L’economia da Scienza Sociale si è trasformata in tecnologia della crescita
È sotto gli occhi di tutti che, oramai da tempo, l’economia ha cessato di essere una scienza sociale, ed è diventata una “tecnologia della crescita”, dell’incremento senza sosta del PIL.
L’ossessione della crescita ha trasformato l’economia in un’ideologia del dominio.

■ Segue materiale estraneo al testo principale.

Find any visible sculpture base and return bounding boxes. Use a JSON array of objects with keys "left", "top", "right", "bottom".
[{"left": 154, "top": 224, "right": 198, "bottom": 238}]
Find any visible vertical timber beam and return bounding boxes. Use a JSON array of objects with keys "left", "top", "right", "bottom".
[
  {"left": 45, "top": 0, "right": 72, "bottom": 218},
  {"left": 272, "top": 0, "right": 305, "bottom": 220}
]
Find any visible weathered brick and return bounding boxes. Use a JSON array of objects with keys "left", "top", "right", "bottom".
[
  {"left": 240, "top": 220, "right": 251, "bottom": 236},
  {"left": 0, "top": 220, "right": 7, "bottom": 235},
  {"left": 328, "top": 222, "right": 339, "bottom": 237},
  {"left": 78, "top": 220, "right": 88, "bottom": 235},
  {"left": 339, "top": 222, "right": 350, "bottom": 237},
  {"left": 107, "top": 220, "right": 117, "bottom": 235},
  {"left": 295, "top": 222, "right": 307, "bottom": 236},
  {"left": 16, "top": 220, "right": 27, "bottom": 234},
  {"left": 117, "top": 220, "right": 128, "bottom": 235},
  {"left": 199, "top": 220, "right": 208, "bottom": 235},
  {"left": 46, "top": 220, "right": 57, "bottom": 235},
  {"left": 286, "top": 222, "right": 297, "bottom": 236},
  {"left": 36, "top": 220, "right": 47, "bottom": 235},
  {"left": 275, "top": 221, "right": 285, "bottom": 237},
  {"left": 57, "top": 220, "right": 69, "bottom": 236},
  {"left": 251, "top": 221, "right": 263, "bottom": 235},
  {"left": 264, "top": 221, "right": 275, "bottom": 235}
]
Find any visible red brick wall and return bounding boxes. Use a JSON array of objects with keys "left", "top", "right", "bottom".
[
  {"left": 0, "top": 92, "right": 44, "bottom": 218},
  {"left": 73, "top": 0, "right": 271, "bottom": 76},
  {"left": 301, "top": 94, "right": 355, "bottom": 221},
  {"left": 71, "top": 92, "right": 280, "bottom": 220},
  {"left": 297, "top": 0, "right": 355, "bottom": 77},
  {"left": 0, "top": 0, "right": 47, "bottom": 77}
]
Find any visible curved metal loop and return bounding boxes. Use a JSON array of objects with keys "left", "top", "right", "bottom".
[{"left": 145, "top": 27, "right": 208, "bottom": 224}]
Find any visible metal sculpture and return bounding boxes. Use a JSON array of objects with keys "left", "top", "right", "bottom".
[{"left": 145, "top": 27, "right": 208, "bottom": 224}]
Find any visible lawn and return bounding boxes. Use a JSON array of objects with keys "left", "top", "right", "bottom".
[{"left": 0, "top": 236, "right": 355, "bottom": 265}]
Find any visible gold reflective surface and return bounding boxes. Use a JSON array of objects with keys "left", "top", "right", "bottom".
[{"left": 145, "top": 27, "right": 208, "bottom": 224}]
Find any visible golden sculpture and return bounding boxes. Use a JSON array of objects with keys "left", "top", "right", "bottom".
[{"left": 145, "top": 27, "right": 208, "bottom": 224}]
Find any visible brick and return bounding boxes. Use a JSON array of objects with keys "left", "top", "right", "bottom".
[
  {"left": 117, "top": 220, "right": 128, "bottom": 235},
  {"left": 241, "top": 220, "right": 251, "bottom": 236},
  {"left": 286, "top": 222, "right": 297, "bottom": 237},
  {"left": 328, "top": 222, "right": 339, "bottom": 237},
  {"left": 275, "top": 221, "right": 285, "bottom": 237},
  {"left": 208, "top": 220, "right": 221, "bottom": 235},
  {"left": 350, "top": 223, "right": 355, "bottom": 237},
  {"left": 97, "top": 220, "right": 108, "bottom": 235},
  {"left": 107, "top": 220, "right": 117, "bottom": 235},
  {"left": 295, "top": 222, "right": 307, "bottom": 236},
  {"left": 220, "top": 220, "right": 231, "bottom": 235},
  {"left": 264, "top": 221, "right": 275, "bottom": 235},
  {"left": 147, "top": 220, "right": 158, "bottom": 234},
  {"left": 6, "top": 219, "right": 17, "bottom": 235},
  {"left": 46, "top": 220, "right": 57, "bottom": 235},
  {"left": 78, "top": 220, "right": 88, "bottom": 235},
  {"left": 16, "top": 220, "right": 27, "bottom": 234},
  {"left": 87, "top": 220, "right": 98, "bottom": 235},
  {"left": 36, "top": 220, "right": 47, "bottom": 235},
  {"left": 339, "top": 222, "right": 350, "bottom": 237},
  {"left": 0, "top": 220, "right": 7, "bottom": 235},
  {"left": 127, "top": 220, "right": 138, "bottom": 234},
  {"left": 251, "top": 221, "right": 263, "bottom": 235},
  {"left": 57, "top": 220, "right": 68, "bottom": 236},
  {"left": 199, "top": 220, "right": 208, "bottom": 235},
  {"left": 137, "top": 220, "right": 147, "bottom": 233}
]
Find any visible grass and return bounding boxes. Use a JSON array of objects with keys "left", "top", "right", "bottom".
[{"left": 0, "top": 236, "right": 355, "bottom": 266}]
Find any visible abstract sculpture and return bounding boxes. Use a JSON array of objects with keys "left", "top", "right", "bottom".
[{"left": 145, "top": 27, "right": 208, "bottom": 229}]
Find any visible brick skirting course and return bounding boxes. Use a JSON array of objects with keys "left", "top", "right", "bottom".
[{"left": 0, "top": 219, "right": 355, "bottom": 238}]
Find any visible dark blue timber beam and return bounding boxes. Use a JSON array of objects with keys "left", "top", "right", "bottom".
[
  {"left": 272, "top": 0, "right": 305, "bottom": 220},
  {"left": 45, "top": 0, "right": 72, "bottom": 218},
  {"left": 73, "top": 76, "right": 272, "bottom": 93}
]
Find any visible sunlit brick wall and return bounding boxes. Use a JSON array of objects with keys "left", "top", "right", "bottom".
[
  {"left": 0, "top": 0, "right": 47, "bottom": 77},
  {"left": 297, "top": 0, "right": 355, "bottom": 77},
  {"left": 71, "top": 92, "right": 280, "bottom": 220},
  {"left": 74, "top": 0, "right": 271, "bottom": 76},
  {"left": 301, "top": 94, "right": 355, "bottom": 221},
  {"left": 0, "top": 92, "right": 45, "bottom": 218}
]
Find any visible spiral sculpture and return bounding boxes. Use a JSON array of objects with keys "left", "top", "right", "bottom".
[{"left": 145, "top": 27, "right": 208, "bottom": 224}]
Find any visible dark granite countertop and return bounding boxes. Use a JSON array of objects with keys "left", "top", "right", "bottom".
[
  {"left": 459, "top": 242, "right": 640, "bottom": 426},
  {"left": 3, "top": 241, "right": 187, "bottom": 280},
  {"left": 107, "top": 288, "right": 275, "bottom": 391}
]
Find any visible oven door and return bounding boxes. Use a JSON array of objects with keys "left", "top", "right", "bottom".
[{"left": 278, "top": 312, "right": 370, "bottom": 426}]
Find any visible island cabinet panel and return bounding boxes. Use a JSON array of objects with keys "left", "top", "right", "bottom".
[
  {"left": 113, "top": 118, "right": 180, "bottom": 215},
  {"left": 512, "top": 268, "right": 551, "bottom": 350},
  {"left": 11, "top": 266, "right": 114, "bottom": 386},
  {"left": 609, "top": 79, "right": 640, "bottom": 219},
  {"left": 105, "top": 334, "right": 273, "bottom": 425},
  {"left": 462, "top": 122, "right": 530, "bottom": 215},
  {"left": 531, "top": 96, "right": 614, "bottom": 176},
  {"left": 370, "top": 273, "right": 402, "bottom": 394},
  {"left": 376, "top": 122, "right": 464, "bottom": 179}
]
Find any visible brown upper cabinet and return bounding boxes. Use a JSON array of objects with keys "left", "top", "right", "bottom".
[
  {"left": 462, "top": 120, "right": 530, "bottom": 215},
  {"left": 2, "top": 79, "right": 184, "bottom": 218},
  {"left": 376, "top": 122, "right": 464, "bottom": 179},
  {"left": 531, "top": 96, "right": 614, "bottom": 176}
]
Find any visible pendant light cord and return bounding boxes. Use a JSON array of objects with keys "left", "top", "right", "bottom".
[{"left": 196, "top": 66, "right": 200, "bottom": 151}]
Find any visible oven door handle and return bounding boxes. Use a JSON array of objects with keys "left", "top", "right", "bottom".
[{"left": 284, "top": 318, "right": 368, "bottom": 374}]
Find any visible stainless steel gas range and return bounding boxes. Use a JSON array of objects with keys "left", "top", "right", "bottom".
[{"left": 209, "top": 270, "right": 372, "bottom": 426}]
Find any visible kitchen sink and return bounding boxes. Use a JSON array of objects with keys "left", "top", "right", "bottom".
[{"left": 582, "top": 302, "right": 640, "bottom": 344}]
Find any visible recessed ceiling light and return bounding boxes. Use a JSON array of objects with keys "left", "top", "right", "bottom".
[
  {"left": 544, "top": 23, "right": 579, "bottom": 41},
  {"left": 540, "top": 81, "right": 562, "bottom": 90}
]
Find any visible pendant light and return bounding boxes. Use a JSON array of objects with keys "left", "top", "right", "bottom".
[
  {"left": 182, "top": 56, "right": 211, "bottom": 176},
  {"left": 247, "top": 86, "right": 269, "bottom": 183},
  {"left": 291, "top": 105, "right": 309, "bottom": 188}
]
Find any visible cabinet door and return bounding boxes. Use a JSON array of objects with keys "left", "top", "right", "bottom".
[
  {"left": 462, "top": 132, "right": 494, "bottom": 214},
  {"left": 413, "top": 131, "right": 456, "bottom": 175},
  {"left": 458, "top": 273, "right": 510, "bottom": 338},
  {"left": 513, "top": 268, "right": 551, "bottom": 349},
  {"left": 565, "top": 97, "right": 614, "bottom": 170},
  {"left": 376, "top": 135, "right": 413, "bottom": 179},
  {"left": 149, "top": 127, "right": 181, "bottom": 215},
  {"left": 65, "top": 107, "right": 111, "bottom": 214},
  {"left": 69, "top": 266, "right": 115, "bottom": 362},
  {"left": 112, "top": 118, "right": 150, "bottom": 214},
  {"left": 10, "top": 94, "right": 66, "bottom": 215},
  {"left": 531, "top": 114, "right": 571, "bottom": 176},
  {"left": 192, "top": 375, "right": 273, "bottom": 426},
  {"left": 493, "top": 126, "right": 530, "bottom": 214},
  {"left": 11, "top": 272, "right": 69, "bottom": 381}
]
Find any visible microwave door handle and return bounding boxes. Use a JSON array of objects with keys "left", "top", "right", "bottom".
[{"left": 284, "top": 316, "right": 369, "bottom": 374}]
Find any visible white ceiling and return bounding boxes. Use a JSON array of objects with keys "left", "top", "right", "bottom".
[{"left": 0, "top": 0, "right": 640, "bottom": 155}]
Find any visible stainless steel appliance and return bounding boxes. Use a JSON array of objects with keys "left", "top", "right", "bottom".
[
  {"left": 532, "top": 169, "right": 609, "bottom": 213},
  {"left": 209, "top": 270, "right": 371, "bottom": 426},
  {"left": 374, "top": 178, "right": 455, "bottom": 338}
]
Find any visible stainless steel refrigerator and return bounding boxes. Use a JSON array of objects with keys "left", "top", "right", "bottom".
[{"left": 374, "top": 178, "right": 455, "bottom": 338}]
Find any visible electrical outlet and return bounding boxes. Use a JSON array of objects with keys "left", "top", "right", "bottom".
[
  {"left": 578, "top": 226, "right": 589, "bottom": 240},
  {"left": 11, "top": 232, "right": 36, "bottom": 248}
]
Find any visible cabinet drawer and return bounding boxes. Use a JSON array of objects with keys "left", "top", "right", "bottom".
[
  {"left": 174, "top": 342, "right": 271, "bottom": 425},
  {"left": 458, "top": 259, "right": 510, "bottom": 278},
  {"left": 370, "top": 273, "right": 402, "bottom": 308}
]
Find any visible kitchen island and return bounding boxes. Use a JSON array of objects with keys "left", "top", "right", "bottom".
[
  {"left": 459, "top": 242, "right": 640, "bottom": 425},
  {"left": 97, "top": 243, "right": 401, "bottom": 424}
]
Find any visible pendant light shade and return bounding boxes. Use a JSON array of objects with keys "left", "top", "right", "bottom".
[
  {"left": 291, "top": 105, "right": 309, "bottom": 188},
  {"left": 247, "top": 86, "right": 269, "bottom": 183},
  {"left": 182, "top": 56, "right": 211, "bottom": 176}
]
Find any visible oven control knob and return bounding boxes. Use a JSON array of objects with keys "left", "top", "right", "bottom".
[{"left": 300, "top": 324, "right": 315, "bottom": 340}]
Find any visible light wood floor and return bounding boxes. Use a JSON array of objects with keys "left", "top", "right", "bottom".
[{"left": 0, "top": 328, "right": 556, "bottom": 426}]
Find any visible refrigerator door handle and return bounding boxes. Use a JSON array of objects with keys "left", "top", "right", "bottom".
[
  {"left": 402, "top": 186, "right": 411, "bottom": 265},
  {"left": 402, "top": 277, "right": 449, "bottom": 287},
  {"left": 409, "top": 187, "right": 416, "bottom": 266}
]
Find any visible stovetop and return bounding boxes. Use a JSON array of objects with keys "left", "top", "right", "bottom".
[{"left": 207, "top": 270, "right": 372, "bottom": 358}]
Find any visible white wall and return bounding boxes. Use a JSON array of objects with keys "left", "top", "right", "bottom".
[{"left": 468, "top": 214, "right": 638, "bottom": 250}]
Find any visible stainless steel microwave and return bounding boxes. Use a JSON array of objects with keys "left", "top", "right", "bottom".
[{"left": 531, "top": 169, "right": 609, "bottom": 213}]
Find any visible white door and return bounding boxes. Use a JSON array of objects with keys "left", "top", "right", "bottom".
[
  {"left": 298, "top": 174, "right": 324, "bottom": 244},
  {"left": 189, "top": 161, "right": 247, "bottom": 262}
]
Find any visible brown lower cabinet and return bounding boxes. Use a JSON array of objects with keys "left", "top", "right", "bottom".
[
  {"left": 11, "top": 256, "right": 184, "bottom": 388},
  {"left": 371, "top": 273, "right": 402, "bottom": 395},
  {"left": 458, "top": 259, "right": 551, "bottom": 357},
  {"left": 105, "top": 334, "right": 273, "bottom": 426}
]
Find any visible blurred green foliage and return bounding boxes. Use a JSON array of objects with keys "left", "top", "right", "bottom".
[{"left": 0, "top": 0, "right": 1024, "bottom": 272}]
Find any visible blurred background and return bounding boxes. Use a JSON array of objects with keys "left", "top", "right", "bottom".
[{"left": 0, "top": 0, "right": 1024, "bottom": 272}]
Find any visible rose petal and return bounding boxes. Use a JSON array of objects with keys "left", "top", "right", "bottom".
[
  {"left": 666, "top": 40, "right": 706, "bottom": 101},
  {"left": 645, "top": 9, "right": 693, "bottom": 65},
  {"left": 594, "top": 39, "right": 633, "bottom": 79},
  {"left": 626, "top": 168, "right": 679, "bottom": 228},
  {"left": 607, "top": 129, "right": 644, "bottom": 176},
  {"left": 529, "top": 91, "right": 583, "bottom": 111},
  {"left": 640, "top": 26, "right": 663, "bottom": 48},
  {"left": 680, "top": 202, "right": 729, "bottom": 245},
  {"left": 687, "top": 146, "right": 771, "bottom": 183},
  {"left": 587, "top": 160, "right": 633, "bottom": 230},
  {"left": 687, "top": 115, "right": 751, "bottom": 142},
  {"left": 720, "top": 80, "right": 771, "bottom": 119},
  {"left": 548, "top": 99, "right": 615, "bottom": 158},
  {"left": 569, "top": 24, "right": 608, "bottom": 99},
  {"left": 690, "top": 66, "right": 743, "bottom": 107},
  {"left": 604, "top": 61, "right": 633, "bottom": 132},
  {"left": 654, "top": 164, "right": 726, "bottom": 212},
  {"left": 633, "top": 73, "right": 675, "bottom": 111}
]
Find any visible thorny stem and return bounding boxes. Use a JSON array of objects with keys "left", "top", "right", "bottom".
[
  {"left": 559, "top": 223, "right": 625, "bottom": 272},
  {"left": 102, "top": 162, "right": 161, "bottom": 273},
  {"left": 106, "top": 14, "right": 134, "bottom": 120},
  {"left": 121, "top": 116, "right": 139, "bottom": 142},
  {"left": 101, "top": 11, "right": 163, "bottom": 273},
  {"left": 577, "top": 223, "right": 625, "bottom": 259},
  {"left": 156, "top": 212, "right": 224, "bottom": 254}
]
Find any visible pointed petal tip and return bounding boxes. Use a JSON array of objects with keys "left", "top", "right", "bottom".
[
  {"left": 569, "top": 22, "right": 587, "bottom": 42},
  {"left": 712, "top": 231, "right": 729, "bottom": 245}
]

Oggi siamo di fronte a una crisi senza pari; una crisi che per l’Europa è sia politica che economica; una crisi che vede il marcato riaffermarsi con sentimenti di egoismi nazionali. Certo, l’Europa esiste: con le sue istituzioni legislative, di governo e finanziarie. Il problema è che la più efficiente e potente istituzione pubblica europea, la BCE, ha marcati caratteri privatistici, essendo espressione delle Banche Nazionali dei singoli stati europei, a loro volta per lo più espressione delle banche private europee.
Questo aspetto viene ben riassunto dall’espressione “L’Europa delle Banche”: non c’è ombra di dubbio che oggi, la realtà economica meglio rappresentata e più operativa a livello europeo è il mondo della finanza.
In questo contesto la crisi economica finisce per favorire il clima di generale sfiducia, se non di aperta ostilità, nei confronti delle istituzioni europee; la finanza ha una dimensione internazionale che la rende estremamente potente; il mondo del sindacato e dell’imprenditoria, – cioè quella che chiamiamo l’economia reale – appaiono invece molto più deboli.